Apr 1, 2026
Peer Screenings, Simplified
Peer screenings are a common tactic in fundraising and relationship-driven outreach. The idea is simple: ask insiders—board members, volunteers, or supporters—to review a list of prospects and flag people they know.
Where peer screenings fall short
Low participation
Most volunteers are busy. When faced with a long spreadsheet or a clunky interface, participation drops off quickly. Even well intentioned supporters procrastinate or abandon the task entirely.
Cognitive overload
Scanning dozens (or hundreds) of unfamiliar names is mentally taxing. Without context, volunteers may skip over valuable connections simply because they don’t recognize a name immediately.
Inconsistent data quality
Responses are often vague or incomplete:
“I might know them”
“Met once”
No indication of relationship strength
This makes it hard for teams to prioritize next steps.
Friction in the workflow
Traditional peer screenings rely on spreadsheets, PDFs, or long email threads. These formats aren’t designed for quick, intuitive input—so they slow everything down.
Lack of follow-through
Even when a connection is identified, there’s often no clear path to action. Who makes the introduction? When? How? Momentum gets lost.
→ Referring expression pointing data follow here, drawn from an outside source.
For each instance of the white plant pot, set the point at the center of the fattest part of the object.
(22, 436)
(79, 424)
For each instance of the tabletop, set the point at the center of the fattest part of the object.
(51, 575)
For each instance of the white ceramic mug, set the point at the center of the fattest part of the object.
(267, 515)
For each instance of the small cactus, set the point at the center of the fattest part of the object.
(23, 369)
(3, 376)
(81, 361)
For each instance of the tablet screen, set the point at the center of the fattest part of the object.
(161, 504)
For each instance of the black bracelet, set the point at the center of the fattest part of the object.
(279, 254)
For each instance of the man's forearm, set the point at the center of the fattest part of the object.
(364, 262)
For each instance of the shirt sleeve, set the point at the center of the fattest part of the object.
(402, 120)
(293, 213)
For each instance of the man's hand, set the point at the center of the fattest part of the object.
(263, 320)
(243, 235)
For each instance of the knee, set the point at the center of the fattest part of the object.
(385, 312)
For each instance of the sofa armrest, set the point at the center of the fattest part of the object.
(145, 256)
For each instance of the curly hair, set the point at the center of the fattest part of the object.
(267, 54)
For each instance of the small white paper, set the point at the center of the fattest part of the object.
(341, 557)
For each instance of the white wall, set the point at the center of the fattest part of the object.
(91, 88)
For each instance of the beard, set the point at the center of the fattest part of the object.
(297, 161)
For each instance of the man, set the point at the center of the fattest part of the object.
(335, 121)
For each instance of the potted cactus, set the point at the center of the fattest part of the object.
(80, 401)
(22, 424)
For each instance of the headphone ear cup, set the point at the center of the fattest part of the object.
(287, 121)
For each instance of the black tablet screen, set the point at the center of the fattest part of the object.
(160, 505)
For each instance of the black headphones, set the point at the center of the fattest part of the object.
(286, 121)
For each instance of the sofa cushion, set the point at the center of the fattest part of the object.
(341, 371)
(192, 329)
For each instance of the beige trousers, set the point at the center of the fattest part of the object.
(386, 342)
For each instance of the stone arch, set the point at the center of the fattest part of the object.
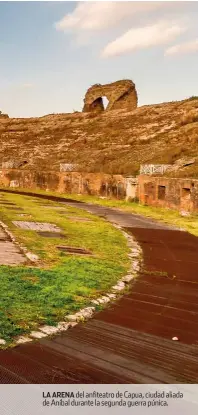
(120, 94)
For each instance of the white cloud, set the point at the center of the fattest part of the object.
(27, 85)
(183, 48)
(143, 37)
(98, 16)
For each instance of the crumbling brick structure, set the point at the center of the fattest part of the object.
(173, 193)
(120, 94)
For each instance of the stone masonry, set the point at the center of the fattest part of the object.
(121, 95)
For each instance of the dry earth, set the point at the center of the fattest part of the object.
(115, 141)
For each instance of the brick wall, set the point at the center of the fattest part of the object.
(66, 182)
(174, 193)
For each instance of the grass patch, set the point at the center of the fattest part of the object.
(64, 283)
(165, 215)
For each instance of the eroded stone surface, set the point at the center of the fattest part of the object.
(10, 254)
(121, 95)
(37, 226)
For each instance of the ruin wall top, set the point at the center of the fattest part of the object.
(120, 94)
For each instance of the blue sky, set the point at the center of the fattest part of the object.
(51, 52)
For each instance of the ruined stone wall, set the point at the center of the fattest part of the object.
(104, 185)
(120, 94)
(174, 193)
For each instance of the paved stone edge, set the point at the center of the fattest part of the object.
(135, 256)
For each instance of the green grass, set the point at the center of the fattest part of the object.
(168, 216)
(60, 283)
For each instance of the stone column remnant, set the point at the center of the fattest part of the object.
(120, 94)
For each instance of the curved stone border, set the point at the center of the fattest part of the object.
(84, 314)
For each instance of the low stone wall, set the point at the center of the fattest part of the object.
(174, 193)
(66, 182)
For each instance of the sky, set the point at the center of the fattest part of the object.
(52, 52)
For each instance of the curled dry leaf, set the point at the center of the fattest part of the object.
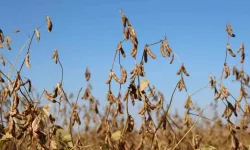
(27, 60)
(130, 123)
(230, 50)
(55, 56)
(49, 23)
(1, 36)
(172, 59)
(229, 30)
(148, 50)
(7, 42)
(189, 104)
(37, 34)
(226, 70)
(2, 60)
(87, 74)
(144, 84)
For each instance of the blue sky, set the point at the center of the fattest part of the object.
(86, 34)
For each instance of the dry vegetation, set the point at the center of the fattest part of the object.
(26, 124)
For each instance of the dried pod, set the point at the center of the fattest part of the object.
(242, 48)
(126, 34)
(7, 42)
(187, 120)
(226, 70)
(147, 49)
(2, 60)
(37, 34)
(55, 56)
(49, 23)
(130, 123)
(229, 30)
(1, 36)
(181, 84)
(27, 60)
(184, 70)
(109, 78)
(196, 141)
(87, 74)
(230, 50)
(1, 79)
(145, 56)
(227, 113)
(126, 95)
(212, 81)
(163, 53)
(49, 96)
(124, 19)
(230, 106)
(15, 101)
(172, 59)
(189, 104)
(134, 51)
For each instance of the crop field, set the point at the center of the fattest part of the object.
(57, 119)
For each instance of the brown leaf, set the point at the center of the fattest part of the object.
(37, 34)
(49, 23)
(27, 60)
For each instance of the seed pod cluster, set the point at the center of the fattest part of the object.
(49, 23)
(37, 34)
(1, 38)
(181, 84)
(229, 30)
(55, 56)
(242, 50)
(226, 71)
(230, 50)
(148, 51)
(129, 33)
(224, 92)
(189, 104)
(119, 47)
(27, 60)
(182, 70)
(7, 42)
(2, 60)
(87, 74)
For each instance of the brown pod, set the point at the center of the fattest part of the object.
(134, 50)
(37, 34)
(145, 56)
(124, 74)
(109, 78)
(15, 101)
(230, 50)
(7, 42)
(126, 34)
(148, 50)
(172, 59)
(27, 60)
(2, 60)
(55, 56)
(49, 23)
(130, 123)
(229, 30)
(226, 70)
(116, 78)
(1, 36)
(126, 95)
(163, 53)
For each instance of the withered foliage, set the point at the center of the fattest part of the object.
(29, 123)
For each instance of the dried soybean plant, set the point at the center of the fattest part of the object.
(73, 125)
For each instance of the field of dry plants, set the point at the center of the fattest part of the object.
(27, 124)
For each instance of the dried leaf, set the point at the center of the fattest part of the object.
(49, 23)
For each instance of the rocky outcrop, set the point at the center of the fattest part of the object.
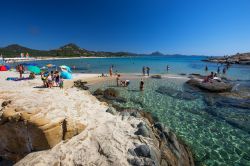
(23, 132)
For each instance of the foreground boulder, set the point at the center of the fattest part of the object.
(33, 132)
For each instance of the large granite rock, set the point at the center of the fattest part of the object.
(23, 132)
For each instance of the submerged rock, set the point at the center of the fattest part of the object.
(143, 151)
(212, 86)
(156, 76)
(182, 95)
(111, 110)
(142, 130)
(5, 103)
(98, 92)
(111, 94)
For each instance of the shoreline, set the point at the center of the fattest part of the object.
(91, 121)
(15, 60)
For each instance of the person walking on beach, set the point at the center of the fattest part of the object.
(143, 70)
(148, 69)
(111, 71)
(141, 85)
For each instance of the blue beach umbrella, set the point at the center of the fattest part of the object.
(65, 68)
(66, 75)
(34, 69)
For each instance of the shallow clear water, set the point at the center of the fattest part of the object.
(178, 64)
(217, 134)
(212, 139)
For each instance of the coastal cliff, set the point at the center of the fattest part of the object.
(243, 58)
(71, 127)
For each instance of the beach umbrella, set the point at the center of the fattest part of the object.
(34, 69)
(3, 68)
(50, 65)
(66, 75)
(29, 64)
(65, 68)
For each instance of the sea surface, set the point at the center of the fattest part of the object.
(217, 129)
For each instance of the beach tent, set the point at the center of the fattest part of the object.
(66, 75)
(65, 68)
(34, 69)
(3, 68)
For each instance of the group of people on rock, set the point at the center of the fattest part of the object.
(210, 77)
(51, 79)
(224, 70)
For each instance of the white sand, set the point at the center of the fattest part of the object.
(106, 139)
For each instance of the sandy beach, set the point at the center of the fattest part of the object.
(92, 137)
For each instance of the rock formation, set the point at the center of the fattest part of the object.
(23, 132)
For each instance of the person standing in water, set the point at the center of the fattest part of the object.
(111, 71)
(224, 70)
(141, 85)
(167, 68)
(148, 69)
(143, 70)
(118, 80)
(206, 68)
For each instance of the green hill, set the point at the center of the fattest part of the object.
(69, 50)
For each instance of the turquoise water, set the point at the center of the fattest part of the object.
(178, 64)
(218, 133)
(212, 139)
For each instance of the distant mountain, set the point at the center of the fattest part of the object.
(157, 53)
(68, 50)
(239, 58)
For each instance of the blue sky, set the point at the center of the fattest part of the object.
(207, 27)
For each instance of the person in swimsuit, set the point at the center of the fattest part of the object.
(141, 85)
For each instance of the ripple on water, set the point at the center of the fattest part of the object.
(216, 135)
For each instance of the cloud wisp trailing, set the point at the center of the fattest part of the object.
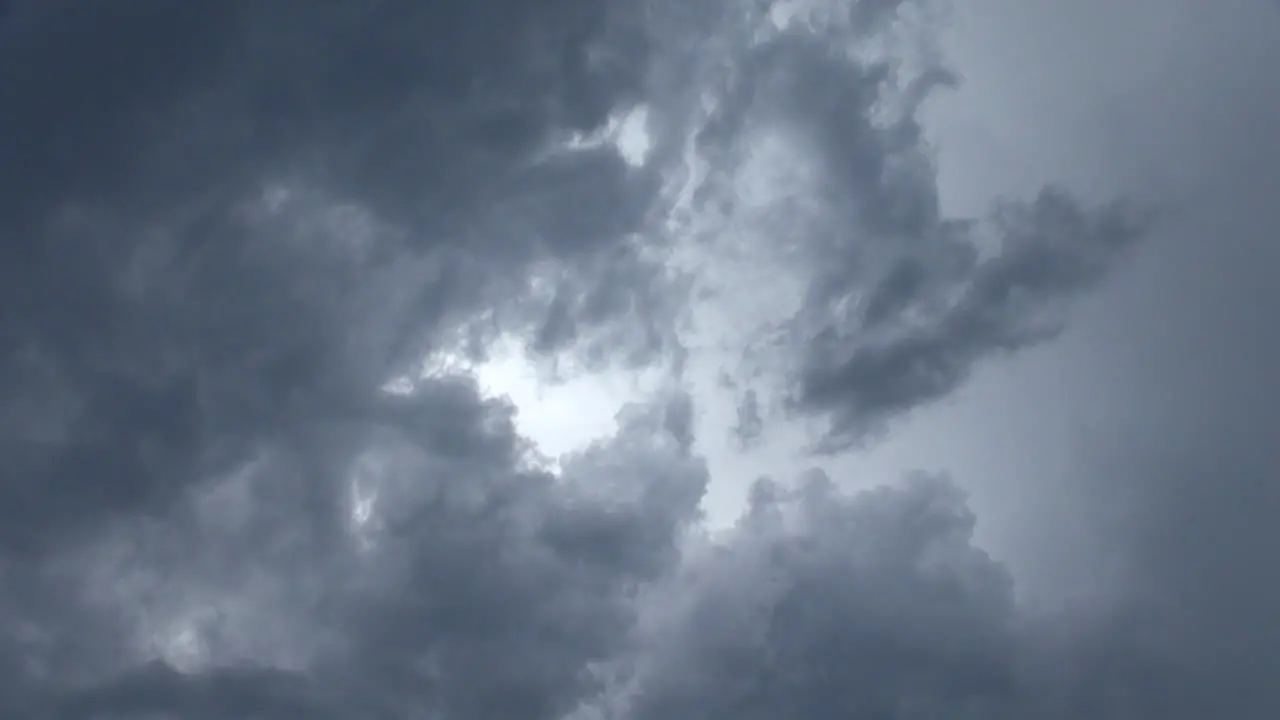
(251, 247)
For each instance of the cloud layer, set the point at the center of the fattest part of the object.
(245, 474)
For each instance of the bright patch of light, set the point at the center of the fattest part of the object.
(631, 137)
(626, 132)
(558, 417)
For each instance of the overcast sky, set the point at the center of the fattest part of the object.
(593, 359)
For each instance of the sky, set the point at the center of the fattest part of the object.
(609, 360)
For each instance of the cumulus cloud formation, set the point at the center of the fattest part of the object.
(252, 251)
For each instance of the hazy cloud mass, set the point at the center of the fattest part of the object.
(252, 255)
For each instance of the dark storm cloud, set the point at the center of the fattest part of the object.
(229, 228)
(901, 304)
(224, 217)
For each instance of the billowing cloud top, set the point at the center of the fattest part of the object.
(248, 249)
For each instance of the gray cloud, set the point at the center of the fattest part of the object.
(901, 302)
(233, 226)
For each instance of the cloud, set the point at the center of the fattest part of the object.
(247, 238)
(899, 302)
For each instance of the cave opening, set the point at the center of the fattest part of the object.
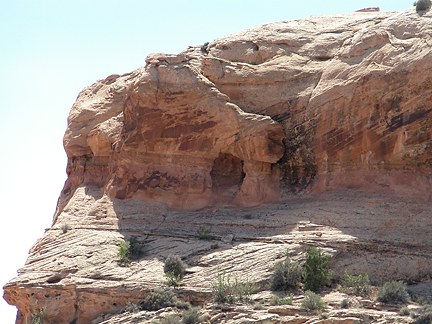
(227, 174)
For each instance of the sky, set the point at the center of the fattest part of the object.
(51, 49)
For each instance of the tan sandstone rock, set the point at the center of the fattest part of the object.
(336, 105)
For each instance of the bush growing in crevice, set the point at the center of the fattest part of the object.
(393, 292)
(159, 299)
(276, 300)
(316, 273)
(38, 316)
(174, 267)
(131, 308)
(124, 253)
(224, 290)
(191, 316)
(313, 302)
(425, 316)
(359, 285)
(136, 248)
(286, 275)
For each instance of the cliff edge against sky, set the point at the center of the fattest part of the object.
(319, 129)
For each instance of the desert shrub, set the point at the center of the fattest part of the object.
(324, 316)
(182, 304)
(315, 270)
(404, 311)
(158, 299)
(204, 47)
(393, 292)
(313, 302)
(136, 249)
(214, 246)
(422, 5)
(131, 308)
(174, 265)
(191, 316)
(359, 285)
(221, 289)
(345, 303)
(38, 316)
(243, 289)
(171, 279)
(65, 227)
(425, 316)
(276, 300)
(123, 253)
(286, 275)
(171, 319)
(259, 306)
(226, 290)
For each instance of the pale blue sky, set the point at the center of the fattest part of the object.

How to improve the process
Reduce the time commitment
Design screenings to take 1–2 minutes, not 20. Smaller batches increase completion rates and keep volunteers engaged.
Provide just enough context
Add light context—like organization, location, or role—so names are easier to recognize without overwhelming the reviewer.
Standardize responses
Use simple, structured inputs:
Strong connection
Weak connection
Don’t know
This makes the data immediately actionable.
Make it mobile-friendly
Volunteers are far more likely to complete a quick task on their phone than sit down with a spreadsheet.
Close the loop
Once a connection is flagged, guide the next step:
Prompt the volunteer to introduce
Provide a template
Track progress
A better approach
Modern tools are starting to rethink peer screenings as lightweight, user-friendly experiences rather than administrative chores. For example, Metta focuses on making the process fast and intuitive, turning long lists into quick, glanceable reviews and helping teams act on connections immediately.
Instead of asking volunteers to “do a task,” the goal is to make participation feel effortless.
The takeaway
Peer screenings aren’t inherently flawed but the way they’re typically executed is. By reducing friction, simplifying inputs, and enabling faster follow-through, organizations can turn a historically low-yield process into a reliable source of warm connections.